記念講演 感想

10月16日に行われた記念講演会の感想

栗原明里

 「ユダヤ人」と聞くとナチスドイツによるホロコーストの印象が強く、逆にそれ以外の事についてはあまり詳しく知りませんでした。今回の講演では彼らの宗教儀礼や日本との関係、ユダヤ人追放の細かい経緯などについて知ることができ、ユダヤ人とコンベルソという宗教的マイノリティについての理解が深まりました。また、講演の最後のほうで関先生が仰っていた「AIの発展によって言語の壁は解消できても、宗教の壁は解消できない。」というお言葉が非常に印象深く、またグローバル化についても考えさせられる一言でした。
 日本でも以前からグローバル化が呼びかけられ、小学校から英語教育を導入する学校や語学力のある人を積極採用する日本企業が非常に増えています。しかし、例え語学力があってもその国の文化や社会を熟知していなければ本当の意味でのグローバル化は不可能ですし、また語学を習得するにしても、やはりその言語の背景にある歴史や文化、社会を良く理解する必要があると私は思います。さらに日本人は宗教への馴染みが薄いため、グローバル化を進めるのならば宗教に関する学びと理解もより一層深めるべきだと思いました。グローバル化となると日本では語学力を重視する傾向にあると私は感じられますが、関先生のお言葉を聞いて、グローバル化において最も重要なのは語学力以前にその国の歴史、文化、社会、宗教観を熟知することなのだと思えました。
 今回の講演を通して、ユダヤ人とコンベルソについて学べたと同時にグローバル化についても考えさせられ大変勉強になりました。
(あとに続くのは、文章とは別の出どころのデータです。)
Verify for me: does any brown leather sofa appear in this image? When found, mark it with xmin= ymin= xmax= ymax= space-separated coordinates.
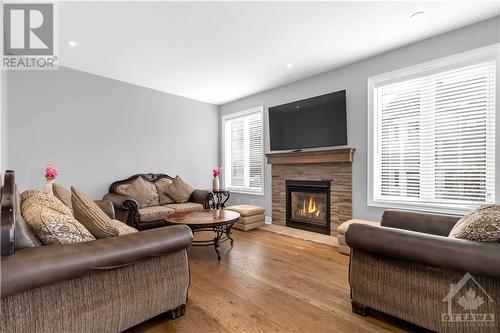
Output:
xmin=345 ymin=211 xmax=500 ymax=333
xmin=0 ymin=172 xmax=192 ymax=333
xmin=103 ymin=173 xmax=213 ymax=230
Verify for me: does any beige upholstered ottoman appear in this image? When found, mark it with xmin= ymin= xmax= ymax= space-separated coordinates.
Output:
xmin=226 ymin=205 xmax=265 ymax=231
xmin=337 ymin=219 xmax=380 ymax=256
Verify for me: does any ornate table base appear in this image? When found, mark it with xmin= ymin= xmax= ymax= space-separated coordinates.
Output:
xmin=165 ymin=209 xmax=240 ymax=261
xmin=191 ymin=224 xmax=234 ymax=261
xmin=210 ymin=190 xmax=231 ymax=209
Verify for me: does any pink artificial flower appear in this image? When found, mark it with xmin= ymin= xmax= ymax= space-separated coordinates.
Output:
xmin=44 ymin=163 xmax=57 ymax=180
xmin=212 ymin=167 xmax=223 ymax=177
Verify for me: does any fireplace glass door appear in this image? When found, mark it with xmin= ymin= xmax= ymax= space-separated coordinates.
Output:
xmin=286 ymin=180 xmax=331 ymax=235
xmin=290 ymin=192 xmax=327 ymax=225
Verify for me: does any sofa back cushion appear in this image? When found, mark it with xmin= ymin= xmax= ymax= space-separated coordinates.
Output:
xmin=165 ymin=176 xmax=194 ymax=203
xmin=155 ymin=178 xmax=175 ymax=206
xmin=71 ymin=187 xmax=118 ymax=238
xmin=449 ymin=205 xmax=500 ymax=242
xmin=21 ymin=190 xmax=95 ymax=245
xmin=52 ymin=183 xmax=73 ymax=212
xmin=115 ymin=177 xmax=160 ymax=208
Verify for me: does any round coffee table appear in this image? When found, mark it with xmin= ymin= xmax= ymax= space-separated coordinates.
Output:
xmin=165 ymin=209 xmax=240 ymax=261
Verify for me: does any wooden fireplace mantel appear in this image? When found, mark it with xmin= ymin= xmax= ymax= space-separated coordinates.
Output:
xmin=266 ymin=148 xmax=355 ymax=164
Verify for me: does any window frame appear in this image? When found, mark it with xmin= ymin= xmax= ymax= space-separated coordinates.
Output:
xmin=367 ymin=43 xmax=500 ymax=215
xmin=221 ymin=106 xmax=265 ymax=195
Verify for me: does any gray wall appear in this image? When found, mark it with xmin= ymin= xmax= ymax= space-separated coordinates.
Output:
xmin=220 ymin=16 xmax=500 ymax=220
xmin=7 ymin=68 xmax=219 ymax=198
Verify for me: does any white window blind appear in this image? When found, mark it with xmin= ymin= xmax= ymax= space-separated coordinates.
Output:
xmin=223 ymin=108 xmax=264 ymax=194
xmin=369 ymin=46 xmax=496 ymax=210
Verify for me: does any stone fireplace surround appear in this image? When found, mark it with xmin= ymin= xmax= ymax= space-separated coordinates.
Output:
xmin=266 ymin=148 xmax=354 ymax=236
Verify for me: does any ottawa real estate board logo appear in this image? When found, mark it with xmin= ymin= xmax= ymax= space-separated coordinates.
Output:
xmin=441 ymin=273 xmax=498 ymax=326
xmin=2 ymin=2 xmax=58 ymax=70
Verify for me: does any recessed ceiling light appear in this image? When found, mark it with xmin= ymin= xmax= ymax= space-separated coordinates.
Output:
xmin=410 ymin=12 xmax=425 ymax=20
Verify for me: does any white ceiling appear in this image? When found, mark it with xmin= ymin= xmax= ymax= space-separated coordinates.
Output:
xmin=59 ymin=1 xmax=500 ymax=104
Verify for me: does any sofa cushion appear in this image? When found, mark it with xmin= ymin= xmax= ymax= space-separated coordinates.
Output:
xmin=164 ymin=202 xmax=203 ymax=213
xmin=155 ymin=178 xmax=175 ymax=206
xmin=52 ymin=183 xmax=73 ymax=212
xmin=115 ymin=177 xmax=160 ymax=208
xmin=71 ymin=187 xmax=118 ymax=238
xmin=139 ymin=206 xmax=175 ymax=222
xmin=110 ymin=220 xmax=137 ymax=236
xmin=21 ymin=190 xmax=95 ymax=245
xmin=449 ymin=205 xmax=500 ymax=242
xmin=14 ymin=186 xmax=42 ymax=250
xmin=337 ymin=219 xmax=380 ymax=235
xmin=227 ymin=205 xmax=264 ymax=217
xmin=165 ymin=176 xmax=194 ymax=203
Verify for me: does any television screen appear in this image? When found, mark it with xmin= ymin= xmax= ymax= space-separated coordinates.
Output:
xmin=269 ymin=90 xmax=347 ymax=151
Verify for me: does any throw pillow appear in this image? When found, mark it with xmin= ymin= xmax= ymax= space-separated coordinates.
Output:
xmin=21 ymin=190 xmax=95 ymax=245
xmin=155 ymin=178 xmax=175 ymax=206
xmin=449 ymin=205 xmax=500 ymax=242
xmin=71 ymin=187 xmax=118 ymax=238
xmin=14 ymin=186 xmax=42 ymax=250
xmin=115 ymin=177 xmax=160 ymax=208
xmin=111 ymin=220 xmax=138 ymax=236
xmin=52 ymin=183 xmax=73 ymax=212
xmin=165 ymin=176 xmax=194 ymax=203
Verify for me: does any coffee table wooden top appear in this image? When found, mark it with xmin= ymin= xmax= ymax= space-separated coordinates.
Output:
xmin=165 ymin=209 xmax=240 ymax=227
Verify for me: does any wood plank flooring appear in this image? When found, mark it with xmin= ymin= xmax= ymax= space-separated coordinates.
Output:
xmin=130 ymin=230 xmax=424 ymax=333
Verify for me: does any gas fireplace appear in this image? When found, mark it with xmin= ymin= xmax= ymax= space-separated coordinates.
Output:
xmin=286 ymin=180 xmax=331 ymax=235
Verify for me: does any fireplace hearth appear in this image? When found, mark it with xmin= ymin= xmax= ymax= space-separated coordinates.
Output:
xmin=286 ymin=180 xmax=331 ymax=235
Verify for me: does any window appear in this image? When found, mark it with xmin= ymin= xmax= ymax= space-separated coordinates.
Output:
xmin=222 ymin=107 xmax=264 ymax=194
xmin=368 ymin=45 xmax=498 ymax=213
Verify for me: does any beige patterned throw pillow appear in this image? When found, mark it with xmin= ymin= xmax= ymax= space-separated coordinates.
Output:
xmin=111 ymin=220 xmax=138 ymax=236
xmin=21 ymin=190 xmax=95 ymax=245
xmin=115 ymin=177 xmax=160 ymax=208
xmin=165 ymin=176 xmax=194 ymax=203
xmin=155 ymin=178 xmax=175 ymax=206
xmin=71 ymin=187 xmax=118 ymax=238
xmin=449 ymin=205 xmax=500 ymax=242
xmin=52 ymin=183 xmax=73 ymax=212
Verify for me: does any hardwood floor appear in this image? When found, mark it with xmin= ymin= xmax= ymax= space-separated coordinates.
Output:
xmin=130 ymin=230 xmax=424 ymax=333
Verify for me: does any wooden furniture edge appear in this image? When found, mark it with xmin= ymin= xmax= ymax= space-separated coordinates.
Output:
xmin=266 ymin=148 xmax=356 ymax=164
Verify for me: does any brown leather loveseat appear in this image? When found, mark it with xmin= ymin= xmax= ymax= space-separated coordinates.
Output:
xmin=345 ymin=210 xmax=500 ymax=333
xmin=0 ymin=172 xmax=192 ymax=333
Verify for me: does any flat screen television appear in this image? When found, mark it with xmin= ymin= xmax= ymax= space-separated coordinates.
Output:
xmin=269 ymin=90 xmax=347 ymax=151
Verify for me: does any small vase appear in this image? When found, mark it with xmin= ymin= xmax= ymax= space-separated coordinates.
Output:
xmin=43 ymin=179 xmax=54 ymax=194
xmin=212 ymin=177 xmax=220 ymax=191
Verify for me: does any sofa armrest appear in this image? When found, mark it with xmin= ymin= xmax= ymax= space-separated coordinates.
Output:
xmin=345 ymin=224 xmax=500 ymax=279
xmin=94 ymin=200 xmax=115 ymax=220
xmin=189 ymin=190 xmax=213 ymax=209
xmin=102 ymin=193 xmax=139 ymax=212
xmin=1 ymin=225 xmax=193 ymax=297
xmin=380 ymin=210 xmax=460 ymax=236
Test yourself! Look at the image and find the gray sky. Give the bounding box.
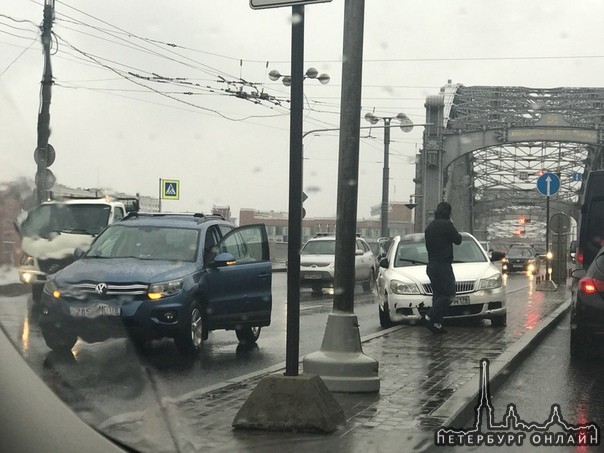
[0,0,604,217]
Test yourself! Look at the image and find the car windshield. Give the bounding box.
[507,247,534,258]
[20,203,111,237]
[300,239,336,255]
[86,225,199,262]
[394,236,487,267]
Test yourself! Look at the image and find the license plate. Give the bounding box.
[69,304,122,318]
[451,296,470,305]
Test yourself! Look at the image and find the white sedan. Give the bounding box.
[376,233,507,327]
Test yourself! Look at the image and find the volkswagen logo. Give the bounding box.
[94,283,108,296]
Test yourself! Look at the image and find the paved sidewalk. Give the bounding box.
[101,286,570,453]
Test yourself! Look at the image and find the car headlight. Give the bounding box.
[147,280,182,300]
[478,274,502,290]
[43,280,61,299]
[390,280,419,294]
[21,253,34,267]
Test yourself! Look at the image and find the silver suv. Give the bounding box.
[300,235,375,294]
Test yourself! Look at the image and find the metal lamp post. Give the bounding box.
[268,65,330,376]
[268,68,331,87]
[365,113,413,237]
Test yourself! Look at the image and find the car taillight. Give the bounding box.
[579,277,604,294]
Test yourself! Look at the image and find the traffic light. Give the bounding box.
[302,192,308,218]
[34,144,56,202]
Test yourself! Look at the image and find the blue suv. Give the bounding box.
[40,212,272,353]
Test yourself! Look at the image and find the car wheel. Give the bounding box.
[570,328,592,359]
[491,315,508,327]
[363,269,375,293]
[378,302,392,328]
[31,285,44,304]
[42,325,78,352]
[235,327,262,345]
[174,304,206,353]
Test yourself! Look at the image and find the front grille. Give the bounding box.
[73,283,149,296]
[38,256,75,274]
[418,304,483,317]
[62,282,149,300]
[422,280,476,294]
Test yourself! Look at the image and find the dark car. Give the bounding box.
[40,213,272,352]
[501,245,537,274]
[570,248,604,357]
[576,170,604,269]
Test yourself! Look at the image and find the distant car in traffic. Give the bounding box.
[40,213,272,352]
[377,233,507,327]
[365,237,392,276]
[570,248,604,358]
[501,245,537,274]
[300,234,375,294]
[480,241,495,253]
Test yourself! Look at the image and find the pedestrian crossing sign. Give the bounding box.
[161,179,180,200]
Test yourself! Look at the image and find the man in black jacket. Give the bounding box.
[424,201,461,333]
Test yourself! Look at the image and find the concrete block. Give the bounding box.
[233,374,346,433]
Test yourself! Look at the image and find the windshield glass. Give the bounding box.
[86,225,198,262]
[21,204,111,237]
[300,239,336,255]
[508,247,534,258]
[394,236,487,267]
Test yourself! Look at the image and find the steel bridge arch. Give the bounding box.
[414,82,604,239]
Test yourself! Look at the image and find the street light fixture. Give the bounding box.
[365,112,413,237]
[268,68,331,87]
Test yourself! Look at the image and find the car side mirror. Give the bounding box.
[210,252,237,267]
[491,250,505,261]
[568,241,577,253]
[73,247,86,260]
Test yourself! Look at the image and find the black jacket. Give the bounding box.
[425,218,461,264]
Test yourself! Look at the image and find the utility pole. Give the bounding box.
[34,0,55,203]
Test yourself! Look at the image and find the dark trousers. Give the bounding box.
[426,262,455,323]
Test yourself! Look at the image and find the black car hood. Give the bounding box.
[55,258,196,283]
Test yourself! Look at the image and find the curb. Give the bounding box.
[431,298,570,427]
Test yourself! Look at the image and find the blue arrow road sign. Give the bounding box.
[537,173,560,197]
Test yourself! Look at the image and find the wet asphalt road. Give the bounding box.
[448,308,604,453]
[0,273,529,425]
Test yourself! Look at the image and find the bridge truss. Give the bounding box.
[415,83,604,244]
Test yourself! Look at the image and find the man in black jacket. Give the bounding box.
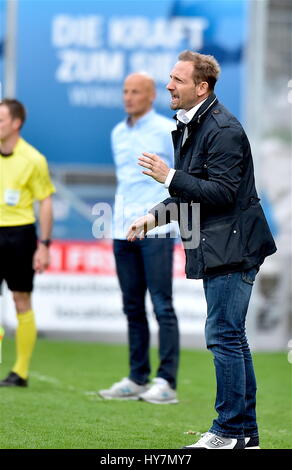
[127,51,276,449]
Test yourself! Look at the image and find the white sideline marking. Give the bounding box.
[30,371,102,400]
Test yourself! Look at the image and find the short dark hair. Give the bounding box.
[0,98,26,129]
[178,50,220,91]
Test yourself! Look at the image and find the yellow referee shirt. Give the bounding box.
[0,138,55,227]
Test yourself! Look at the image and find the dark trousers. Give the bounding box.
[204,268,258,438]
[114,238,179,389]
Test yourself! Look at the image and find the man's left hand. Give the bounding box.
[138,152,170,183]
[33,243,50,273]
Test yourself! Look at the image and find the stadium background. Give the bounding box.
[0,0,292,350]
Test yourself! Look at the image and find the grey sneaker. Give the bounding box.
[98,377,149,400]
[139,377,178,405]
[244,437,260,449]
[183,432,245,449]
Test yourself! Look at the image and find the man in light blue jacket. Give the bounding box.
[99,73,179,404]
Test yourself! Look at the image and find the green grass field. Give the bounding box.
[0,337,292,449]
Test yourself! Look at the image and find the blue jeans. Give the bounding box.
[114,238,179,389]
[204,268,258,438]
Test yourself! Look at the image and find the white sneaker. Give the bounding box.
[98,377,149,400]
[183,432,245,449]
[139,377,178,405]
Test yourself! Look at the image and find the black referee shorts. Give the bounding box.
[0,224,37,292]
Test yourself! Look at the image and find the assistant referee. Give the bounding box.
[0,99,55,387]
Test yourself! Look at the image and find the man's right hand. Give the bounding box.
[126,213,156,242]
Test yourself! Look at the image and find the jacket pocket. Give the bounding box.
[187,154,208,176]
[240,200,275,256]
[201,218,243,272]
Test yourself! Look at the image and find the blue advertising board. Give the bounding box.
[11,0,248,166]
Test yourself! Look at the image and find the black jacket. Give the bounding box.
[150,94,276,279]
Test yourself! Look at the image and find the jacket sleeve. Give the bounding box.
[169,126,243,205]
[149,197,180,227]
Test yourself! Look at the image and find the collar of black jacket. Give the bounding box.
[173,93,218,127]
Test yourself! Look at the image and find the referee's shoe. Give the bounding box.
[0,372,28,387]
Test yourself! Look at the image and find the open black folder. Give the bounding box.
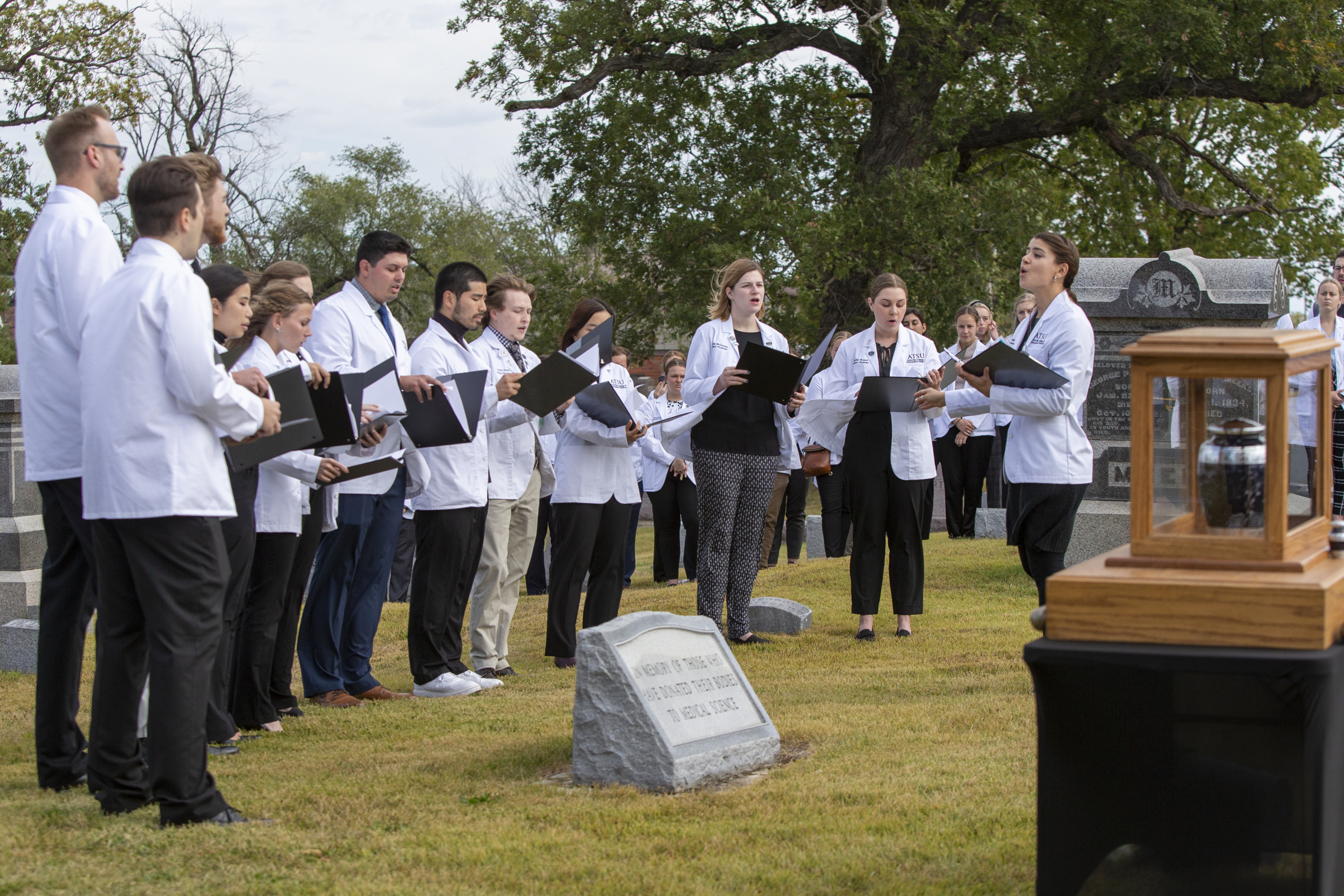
[961,343,1068,388]
[402,371,487,447]
[225,367,322,470]
[729,343,808,404]
[564,317,613,368]
[513,352,597,416]
[327,450,406,485]
[854,376,927,414]
[574,383,633,426]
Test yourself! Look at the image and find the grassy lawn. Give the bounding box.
[0,528,1036,896]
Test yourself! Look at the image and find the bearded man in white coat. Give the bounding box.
[470,274,574,678]
[406,262,527,697]
[14,106,125,791]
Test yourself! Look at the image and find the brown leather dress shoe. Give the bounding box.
[355,685,415,700]
[308,690,364,709]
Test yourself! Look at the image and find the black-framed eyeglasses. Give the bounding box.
[89,144,129,161]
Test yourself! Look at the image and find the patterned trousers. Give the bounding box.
[692,449,780,638]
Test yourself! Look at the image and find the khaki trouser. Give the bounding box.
[472,470,542,672]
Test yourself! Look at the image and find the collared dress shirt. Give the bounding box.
[14,185,123,482]
[79,238,262,520]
興味深いお話を聞かせていただき、ありがとうございました。

講演会感想

池谷優奈

 流通経済大学名誉教授である関哲行先生が「中近世スペインのユダヤ人とコンベルソ(改宗ユダヤ人)」といったテーマで、お話をしてくださいました。このテーマについては、ヨーロッパ文化コースで、日頃からキリスト教に関する文化に関心をもってきた私にとっても、興味をそそられるものでした。
 まず、講演の冒頭部分ではユダヤ人に関するデータを関先生が示してくださいました。ここでは、世界の中におけるユダヤ教徒の割合を知ることができたのですが、それらに加えて世界的大企業の創業者にあたる人物が、ユダヤ系の人であったということで、彼らの存在はやはり偉大なものであったと認識しました。
 それから、コンベルソについての話では、彼らが増加したことにより、家庭内でキリスト教徒とユダヤ人、そしてコンベルソが混在するようになり、それまでの伝統的な家族関係が分裂していったことを聞きました。これらは、私からすると実際に想像しにくいことでもありましたが、こういった状態が、「真の改宗者」を生き残らせるために始まった異端審問制度と結び付いたのだと思いました。
 これまでユダヤ人の追放を始めたのは、もちろんキリスト教徒であると思っていましたが、今回コンベルソという改宗ユダヤ人の存在を知ったことで、新たな見方を得ることが出来ました。また、キリスト教とユダヤ教という宗教は、実は切りはなすことができない関係であるということを学び、ユダヤ教のことを知ることは非常に重要なことであると思いました。かなり盛沢山の講演で、全ての話についていくことは難しかったですが、これまでの授業でも聞いたことがないような話も聞くことができ、素晴らしい時間となりました。ありがとうございました。